My skills increased exponentially with each trip, but I never could quite catch my girlfriend, who after all had been skiing most of her life. That day on Bald Mountain, before I could say a word after we got off the lift, she shoved off down the hill and quickly disappeared around the first bend, leaving me alone and mesmerized at the top of the world. Gazing down that ice encrusted slope, I knew I was in over my head, but despite my best instincts, I set off after her anyway.

Things went wrong immediately. I’d never skied on such a steep, slippery surface before, and the first time I tried to turn, I just kept going straight. I caught the edge of my inside ski on the first mogul and catapulted head over heels, landing on my head with neck-breaking fierceness. Laying on my back, I looked up the hill. I’d gone maybe 30 feet. I pulled myself up and tried to cut horizontally across the run. Again, I immediately slid out of control, crashing in a mangled heap another 30 feet down the hill.

In my mind’s eye, I imagined that I could keep doing this—skiing 30 feet, crashing, getting up, skiing 30 feet, crashing, getting up—until the slope leveled out further down the run. I could make it in about 17 crashes or so, I speculated. But with each wipeout, I became progressively more exhausted. On the seventh fall, another faceplant into a mogul that separated me from my skis, which skittered down the hill without me, I gazed up into the icy blue Idaho sky and realized I was so worn out I couldn’t get back up.
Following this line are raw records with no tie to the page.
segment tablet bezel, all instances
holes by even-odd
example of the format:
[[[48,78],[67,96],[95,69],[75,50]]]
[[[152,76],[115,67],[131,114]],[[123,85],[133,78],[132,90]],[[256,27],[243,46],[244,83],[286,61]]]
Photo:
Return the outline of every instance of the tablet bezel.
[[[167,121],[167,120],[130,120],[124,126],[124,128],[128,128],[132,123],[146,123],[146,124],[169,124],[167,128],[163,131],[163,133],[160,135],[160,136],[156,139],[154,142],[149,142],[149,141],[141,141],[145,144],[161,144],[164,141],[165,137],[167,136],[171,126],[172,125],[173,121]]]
It was then that I remembered the final line from White Heat, when FBI agent Hank Fallon, played by Ed O’Brien, comments on Cody Jarrett’s incendiary fate.

“He finally got to the top of the world,” Fallon says. “And it blew right up in his face.”
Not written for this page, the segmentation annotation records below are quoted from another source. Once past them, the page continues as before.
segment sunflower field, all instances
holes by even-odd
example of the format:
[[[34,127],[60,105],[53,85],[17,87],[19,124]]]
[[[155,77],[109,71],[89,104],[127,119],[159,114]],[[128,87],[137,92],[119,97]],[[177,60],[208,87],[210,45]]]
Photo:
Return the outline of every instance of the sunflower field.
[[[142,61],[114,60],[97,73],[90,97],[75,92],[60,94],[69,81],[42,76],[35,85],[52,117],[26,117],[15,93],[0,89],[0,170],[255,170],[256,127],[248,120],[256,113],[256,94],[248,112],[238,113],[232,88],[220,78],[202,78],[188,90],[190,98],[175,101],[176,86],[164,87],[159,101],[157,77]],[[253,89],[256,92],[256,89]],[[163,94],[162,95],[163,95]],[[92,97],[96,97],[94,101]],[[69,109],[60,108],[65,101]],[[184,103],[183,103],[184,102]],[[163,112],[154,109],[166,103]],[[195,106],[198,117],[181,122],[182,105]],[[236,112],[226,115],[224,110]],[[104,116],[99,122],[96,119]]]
I might have laid there all day, perhaps freezing to death, anything but getting up again and bulldozing my way down the slope. Then the sky was eclipsed by two masked faces wearing red jackets: the ski patrol. It didn’t bother me that both were female; I had descended into an abyss that was beyond humiliation. One of the women fetched my skis, then both helped me to my feet. Once my skis were re-attached to my boots, the other woman instructed me to grab her around the waist from behind and place my skis in between hers. Sweating profusely, I held on tight as she took us down the hill.

During the initial part of our descent, I thought I would never go skiing again. I just wasn’t any good at it. It was too expensive. It was a pastime for the rich. But gradually I got my wind back, and as we arrived at the second half of the run, which was far less steep than the top, the ski patrol woman brought us to a halt.

“Do you think you can make it from here?” she asked.

Much to my surprise, I answered yes.